The “left cross” is another common crash type. It happens to both bicyclists and motorcyclists. This can also be divided into 2 basic circumstances. The first happens when a driver simply does not see a cyclist or motorcyclist who is plainly visible. The best way to prevent this is to ride prominently, seek some indication that the driver sees you and keep your pedals moving while covering the brakes with a plan for evasive action in case they violate your right-of-way.

The second type—the screened left cross—is very common in urban riding. It’s something many cyclists (and motorists) are not aware of. It happens when a vehicle is screened by a same-direction vehicle to its left. A motorist turns left in front of or behind the vehicle he sees and hits the one he doesn’t see.

You can prevent this by staying alert to your environment and recognizing where and how this dynamic develops.
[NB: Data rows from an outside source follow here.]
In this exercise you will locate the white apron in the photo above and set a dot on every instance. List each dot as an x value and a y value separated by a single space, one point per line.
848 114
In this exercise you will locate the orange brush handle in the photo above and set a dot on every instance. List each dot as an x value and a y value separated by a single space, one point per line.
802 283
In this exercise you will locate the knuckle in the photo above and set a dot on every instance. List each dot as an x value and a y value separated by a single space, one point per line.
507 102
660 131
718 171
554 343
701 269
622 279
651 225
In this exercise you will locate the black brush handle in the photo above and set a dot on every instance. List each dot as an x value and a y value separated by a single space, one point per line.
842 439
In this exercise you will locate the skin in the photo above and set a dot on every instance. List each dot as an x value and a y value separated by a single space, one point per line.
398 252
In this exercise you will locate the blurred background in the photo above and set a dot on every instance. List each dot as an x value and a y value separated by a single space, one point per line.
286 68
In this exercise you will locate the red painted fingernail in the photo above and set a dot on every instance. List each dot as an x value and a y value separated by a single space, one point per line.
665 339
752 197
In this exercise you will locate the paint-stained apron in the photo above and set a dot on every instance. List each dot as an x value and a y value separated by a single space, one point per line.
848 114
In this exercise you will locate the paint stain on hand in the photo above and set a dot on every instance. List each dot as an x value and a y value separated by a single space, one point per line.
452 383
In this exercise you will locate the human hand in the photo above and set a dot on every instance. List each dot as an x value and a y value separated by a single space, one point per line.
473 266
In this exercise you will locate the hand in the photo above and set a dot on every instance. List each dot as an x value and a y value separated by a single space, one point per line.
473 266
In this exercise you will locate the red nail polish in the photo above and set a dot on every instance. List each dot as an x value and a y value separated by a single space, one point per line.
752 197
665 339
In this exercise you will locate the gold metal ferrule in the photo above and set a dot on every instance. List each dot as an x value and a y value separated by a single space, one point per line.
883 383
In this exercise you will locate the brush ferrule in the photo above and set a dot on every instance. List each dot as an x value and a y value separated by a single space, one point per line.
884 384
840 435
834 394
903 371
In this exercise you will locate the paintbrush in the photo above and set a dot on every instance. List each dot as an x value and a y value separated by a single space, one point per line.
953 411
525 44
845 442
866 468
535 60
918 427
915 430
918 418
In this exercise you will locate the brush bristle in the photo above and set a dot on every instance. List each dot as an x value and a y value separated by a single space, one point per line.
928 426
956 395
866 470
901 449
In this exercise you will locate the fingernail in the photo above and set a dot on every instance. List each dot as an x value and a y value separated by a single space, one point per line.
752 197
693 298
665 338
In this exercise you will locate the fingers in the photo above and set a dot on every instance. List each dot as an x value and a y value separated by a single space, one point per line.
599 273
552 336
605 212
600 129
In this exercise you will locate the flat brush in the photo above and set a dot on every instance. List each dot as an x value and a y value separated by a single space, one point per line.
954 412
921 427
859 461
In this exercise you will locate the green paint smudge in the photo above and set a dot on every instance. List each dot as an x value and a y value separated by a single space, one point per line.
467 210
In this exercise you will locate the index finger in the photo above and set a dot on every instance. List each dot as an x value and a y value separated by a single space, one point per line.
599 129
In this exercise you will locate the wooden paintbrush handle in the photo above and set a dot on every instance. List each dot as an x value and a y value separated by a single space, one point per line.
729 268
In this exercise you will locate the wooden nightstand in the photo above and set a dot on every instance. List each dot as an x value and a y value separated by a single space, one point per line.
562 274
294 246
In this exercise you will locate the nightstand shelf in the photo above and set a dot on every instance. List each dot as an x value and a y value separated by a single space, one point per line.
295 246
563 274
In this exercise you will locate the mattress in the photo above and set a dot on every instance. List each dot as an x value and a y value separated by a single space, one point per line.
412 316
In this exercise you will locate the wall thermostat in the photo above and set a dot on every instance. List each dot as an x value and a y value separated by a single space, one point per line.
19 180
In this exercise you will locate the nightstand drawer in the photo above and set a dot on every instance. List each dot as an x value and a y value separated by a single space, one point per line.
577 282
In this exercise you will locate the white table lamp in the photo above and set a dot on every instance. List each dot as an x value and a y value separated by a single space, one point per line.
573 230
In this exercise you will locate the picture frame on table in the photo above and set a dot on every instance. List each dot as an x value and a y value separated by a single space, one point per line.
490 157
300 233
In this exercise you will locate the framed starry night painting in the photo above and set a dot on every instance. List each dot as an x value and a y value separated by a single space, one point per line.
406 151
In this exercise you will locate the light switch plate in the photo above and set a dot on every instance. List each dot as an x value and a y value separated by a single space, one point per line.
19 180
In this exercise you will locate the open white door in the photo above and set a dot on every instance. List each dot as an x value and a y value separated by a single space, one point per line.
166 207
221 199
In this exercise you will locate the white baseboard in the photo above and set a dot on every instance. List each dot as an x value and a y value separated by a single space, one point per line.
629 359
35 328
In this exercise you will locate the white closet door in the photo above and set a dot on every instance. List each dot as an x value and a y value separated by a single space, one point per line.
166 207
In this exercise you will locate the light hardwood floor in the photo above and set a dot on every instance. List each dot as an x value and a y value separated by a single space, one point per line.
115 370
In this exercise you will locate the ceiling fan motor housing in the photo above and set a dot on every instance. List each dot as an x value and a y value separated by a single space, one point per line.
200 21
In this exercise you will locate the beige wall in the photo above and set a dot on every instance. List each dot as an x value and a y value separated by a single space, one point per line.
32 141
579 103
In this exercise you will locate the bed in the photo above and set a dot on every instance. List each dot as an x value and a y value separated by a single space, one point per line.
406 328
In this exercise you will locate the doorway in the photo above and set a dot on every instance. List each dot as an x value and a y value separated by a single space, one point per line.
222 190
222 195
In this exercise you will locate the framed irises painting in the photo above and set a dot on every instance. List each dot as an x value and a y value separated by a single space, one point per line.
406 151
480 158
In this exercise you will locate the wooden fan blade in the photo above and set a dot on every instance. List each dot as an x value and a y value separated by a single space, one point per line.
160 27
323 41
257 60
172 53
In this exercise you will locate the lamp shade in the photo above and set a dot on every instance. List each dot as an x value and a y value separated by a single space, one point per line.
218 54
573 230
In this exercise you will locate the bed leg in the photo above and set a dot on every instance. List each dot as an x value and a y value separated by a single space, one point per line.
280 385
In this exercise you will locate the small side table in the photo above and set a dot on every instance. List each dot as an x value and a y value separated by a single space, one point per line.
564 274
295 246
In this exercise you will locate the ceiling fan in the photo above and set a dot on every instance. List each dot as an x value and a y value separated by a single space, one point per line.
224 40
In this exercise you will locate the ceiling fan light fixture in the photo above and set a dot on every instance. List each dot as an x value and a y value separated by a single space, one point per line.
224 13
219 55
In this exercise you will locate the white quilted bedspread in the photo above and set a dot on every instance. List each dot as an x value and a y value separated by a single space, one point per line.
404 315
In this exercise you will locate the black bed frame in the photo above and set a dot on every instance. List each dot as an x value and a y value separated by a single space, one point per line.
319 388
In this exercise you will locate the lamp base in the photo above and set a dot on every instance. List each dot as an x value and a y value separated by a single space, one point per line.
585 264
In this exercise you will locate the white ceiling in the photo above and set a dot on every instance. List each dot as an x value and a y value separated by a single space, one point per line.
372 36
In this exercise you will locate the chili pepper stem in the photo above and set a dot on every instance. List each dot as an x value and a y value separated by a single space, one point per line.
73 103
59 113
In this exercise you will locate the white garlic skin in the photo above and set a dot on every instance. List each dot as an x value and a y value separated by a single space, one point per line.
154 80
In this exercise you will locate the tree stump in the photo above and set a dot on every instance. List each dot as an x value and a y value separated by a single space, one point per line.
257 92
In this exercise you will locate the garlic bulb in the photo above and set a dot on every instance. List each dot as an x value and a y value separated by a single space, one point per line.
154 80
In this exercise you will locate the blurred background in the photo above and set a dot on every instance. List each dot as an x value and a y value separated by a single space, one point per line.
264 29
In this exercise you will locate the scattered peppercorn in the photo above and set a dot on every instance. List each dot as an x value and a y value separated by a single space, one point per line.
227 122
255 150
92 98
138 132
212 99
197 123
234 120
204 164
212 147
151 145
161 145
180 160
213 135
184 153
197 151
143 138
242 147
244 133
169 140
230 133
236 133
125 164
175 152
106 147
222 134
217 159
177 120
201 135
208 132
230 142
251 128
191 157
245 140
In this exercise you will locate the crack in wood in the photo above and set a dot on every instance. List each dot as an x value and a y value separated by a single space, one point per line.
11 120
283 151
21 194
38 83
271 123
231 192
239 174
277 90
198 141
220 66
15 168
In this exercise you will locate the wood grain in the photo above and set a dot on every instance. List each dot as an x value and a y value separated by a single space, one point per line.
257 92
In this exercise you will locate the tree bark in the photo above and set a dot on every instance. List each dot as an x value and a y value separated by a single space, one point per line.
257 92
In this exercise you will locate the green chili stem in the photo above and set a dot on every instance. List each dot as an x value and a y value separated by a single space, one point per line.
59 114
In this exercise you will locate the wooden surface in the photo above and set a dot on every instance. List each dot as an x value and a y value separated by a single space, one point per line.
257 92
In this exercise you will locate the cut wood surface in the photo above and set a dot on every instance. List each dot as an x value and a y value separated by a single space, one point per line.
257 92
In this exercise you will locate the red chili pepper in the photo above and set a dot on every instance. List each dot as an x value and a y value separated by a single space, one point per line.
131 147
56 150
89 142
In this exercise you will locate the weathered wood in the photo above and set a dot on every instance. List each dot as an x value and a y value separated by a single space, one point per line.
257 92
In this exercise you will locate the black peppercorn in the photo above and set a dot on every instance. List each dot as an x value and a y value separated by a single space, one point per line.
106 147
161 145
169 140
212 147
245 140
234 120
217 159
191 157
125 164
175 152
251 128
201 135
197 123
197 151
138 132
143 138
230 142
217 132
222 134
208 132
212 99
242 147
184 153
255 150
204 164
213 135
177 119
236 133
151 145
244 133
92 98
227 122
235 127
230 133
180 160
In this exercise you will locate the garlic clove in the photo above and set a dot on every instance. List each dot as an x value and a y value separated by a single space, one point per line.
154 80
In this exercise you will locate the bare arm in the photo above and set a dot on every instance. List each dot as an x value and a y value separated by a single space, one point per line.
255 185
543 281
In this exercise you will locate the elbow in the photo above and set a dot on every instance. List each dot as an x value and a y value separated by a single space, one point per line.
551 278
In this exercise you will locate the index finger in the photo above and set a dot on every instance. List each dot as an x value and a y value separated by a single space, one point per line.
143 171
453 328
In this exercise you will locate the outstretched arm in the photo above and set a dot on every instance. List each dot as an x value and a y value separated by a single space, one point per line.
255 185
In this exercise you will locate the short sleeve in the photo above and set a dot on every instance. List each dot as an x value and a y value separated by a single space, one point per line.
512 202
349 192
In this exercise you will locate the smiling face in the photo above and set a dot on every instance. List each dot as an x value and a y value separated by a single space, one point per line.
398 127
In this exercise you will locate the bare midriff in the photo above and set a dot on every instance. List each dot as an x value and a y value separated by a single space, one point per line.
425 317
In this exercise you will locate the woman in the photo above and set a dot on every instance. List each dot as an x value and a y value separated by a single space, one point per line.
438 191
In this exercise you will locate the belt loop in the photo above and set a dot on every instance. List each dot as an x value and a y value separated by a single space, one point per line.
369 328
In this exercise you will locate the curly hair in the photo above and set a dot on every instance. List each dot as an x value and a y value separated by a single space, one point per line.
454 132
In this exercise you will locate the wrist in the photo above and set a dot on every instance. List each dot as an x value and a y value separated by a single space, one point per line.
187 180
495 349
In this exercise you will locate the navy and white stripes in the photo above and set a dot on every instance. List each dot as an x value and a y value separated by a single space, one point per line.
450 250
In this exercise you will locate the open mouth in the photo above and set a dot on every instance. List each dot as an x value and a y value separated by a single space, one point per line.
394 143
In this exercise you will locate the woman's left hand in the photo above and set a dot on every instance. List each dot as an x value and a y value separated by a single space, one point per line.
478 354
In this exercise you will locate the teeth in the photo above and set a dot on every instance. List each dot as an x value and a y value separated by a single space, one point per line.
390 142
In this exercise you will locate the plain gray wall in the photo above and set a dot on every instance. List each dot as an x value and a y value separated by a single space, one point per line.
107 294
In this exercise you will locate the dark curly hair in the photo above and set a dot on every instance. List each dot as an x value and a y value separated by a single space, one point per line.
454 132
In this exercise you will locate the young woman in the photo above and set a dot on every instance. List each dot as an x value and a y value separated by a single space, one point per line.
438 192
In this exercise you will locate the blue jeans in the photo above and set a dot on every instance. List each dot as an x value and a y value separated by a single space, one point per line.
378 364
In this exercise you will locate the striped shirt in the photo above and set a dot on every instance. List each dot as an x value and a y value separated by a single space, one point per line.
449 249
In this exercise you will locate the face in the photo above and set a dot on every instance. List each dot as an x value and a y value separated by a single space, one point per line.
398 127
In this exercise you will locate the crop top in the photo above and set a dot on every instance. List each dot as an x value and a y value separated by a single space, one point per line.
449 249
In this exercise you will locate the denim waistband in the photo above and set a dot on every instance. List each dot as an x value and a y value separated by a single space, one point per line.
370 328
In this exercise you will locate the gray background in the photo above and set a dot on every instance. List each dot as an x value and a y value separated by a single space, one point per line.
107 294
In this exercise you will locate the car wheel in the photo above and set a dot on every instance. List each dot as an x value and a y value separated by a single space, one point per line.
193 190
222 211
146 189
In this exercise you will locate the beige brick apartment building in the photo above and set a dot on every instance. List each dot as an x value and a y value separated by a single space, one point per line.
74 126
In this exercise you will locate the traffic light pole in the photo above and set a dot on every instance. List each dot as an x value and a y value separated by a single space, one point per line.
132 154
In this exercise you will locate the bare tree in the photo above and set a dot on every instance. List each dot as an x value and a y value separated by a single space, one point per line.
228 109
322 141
If you are approaching a queue of traffic, move to the left side of the lane and align yourself so you can see down the left side of the cars in front of you. This way, you can see vehicles waiting to turn left and those drivers can see you.

If you are passing a queue of traffic on the right, move slowly. Recognize that every single gap in that queue that is aligned with a driveway or intersection is an opportunity for a driver to turn left across your path without seeing you.

Be mindful that even when you are controlling a lane on a multi-lane road, traffic passing to your left can screen you from left-turning drivers. The closer the speed differential, the longer you will be hidden, making the lane appear empty. Drivers are typically more cautious about crossing full traffic lanes than bike lanes, but it’s important to be aware of the left-cross potential on any road.

Also, be aware that if the sun is at your back, it is in the eyes of left-turning drivers.

Bike Lanes: An urban bike lane encourages (and, in some states, requires) bicyclists to be in the exact position that makes them most vulnerable to a screened left cross (and numerous other crashes). Never be lulled into a false sense of security. Your risk of being hit is greater when you are beside the flow of traffic because you are in the cross-flow of traffic entering and leaving the road.